Prove $GL_2(\mathbb{Z}/2\mathbb{Z})$ is isomorphic to $S_3$

Question

I'm asked to show that $G=GL_2(\Bbb Z/2\Bbb Z)$ is isomorphic to $S_3$. I have few ideas but I don't manage to put them all together in order to obtain a satisying answer. I first tried using Cayley's theorem ($G$ is isomorphic to a subgroup of $S_6$), and I also noticed that $\operatorname{Card}(G)=\operatorname{Card}(S3)=6$ & that they're both non-abelian group.

Is this enough to say that considering $S_3$ is a subgroup of $S_6$ with the same cardinality than $G$, it has to be isomorphic to it ? Could anyone give me some elements to get a more rigorous proof or lead me to an other path to show this statement ? Thanks in advance

Answer 1

You can do this in 2 steps :

1. $GL_2(\mathbb{Z}/2\mathbb{Z})$ has order 6, and is non-abelian.
2. Any non-abelian group of order 6 is isomorphic to $S_3$

To prove 2 : Let $G$ be any non-abelian group of order 6, then by Cauchy's theorem, there is a subgroup $H<G$ of order 2 and a subgroup $K$ of order 3. Since $[G:K] = 2$, $K$ is normal in $G$. If $H$ were normal in $G$, then

(a) $G = HK$

(b) $H\cap K = \{e\}$

(c) For all $h\in H, k\in K, hkh^{-1}k^{-1} \in H\cap K = \{e\}$

From (a), (b) and (c), you could conclude that $G$ is abelian, which it is not.

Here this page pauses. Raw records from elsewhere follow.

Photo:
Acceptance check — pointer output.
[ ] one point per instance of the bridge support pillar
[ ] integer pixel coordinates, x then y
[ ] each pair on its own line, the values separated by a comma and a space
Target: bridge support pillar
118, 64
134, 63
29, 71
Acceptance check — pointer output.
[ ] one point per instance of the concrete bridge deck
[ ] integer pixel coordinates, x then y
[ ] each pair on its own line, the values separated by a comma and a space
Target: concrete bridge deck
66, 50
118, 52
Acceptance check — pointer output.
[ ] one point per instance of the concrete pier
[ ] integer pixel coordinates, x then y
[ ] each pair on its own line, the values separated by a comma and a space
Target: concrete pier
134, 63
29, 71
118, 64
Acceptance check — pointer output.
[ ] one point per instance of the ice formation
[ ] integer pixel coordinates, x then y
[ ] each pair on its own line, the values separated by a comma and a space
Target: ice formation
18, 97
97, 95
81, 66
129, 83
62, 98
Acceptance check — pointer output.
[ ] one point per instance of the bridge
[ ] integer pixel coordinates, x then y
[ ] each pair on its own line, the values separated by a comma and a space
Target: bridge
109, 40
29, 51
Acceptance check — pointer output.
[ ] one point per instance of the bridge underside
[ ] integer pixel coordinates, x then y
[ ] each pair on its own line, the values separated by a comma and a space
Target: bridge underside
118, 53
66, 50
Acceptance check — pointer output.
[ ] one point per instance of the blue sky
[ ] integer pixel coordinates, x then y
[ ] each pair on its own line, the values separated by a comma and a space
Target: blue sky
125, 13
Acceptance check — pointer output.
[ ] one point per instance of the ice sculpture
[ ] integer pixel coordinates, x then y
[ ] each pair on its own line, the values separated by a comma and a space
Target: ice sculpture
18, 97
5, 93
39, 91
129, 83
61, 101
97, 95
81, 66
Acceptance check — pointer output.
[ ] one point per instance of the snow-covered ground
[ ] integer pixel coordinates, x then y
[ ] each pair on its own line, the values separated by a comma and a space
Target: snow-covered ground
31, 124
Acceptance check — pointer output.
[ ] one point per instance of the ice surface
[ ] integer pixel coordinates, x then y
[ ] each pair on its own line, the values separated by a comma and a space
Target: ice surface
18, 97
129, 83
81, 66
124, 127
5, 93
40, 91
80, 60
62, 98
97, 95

Hence, $H$ is not normal in $G$. Now let $G$ act on the set of left cosets of $H$ in $G$. This would give a homomorphism $$ f: G\to S_3 $$ Now check that $\ker(f) < H$, and since $H$ is not normal in $G$, $\ker(f) \neq H$. The only possibility is that $\ker(f) = \{e\}$. Hence $f$ is injective. Since $$ |G| = |S_3| = 6 $$ it follows that $f$ is surjective as well, and hence $f$ gives an isomorphism $G\cong S_3$

Have you seen either of these facts? If not, then say so in the comments and I can indicate the proofs.

Answer 2

If you don't know that the unique non-abelian group of order $6$ is $S_3$, you can go with a more explicit approach:

Find an isomorphism by showing that $GL_2(\mathbb Z/2\mathbb Z)$ is a group of permutations of a $3$-element set, the nonzero vectors in $\mathbb (\mathbb Z/2\mathbb Z)^2$. Number these vectors, then argue that every element of $GL_2$ induces a permutation of this set, which gives you a homomorphism between the two groups by sending each element of $GL_2$ to the corresponding permutation in $S_3$. Then show that this homomorphism is injective: two different elements of $GL_2$ permute the elements differently. Finally, count the number of elements in each group. Since the groups have the same order, your injective homomorphism is also surjective, and thus an isomorphism.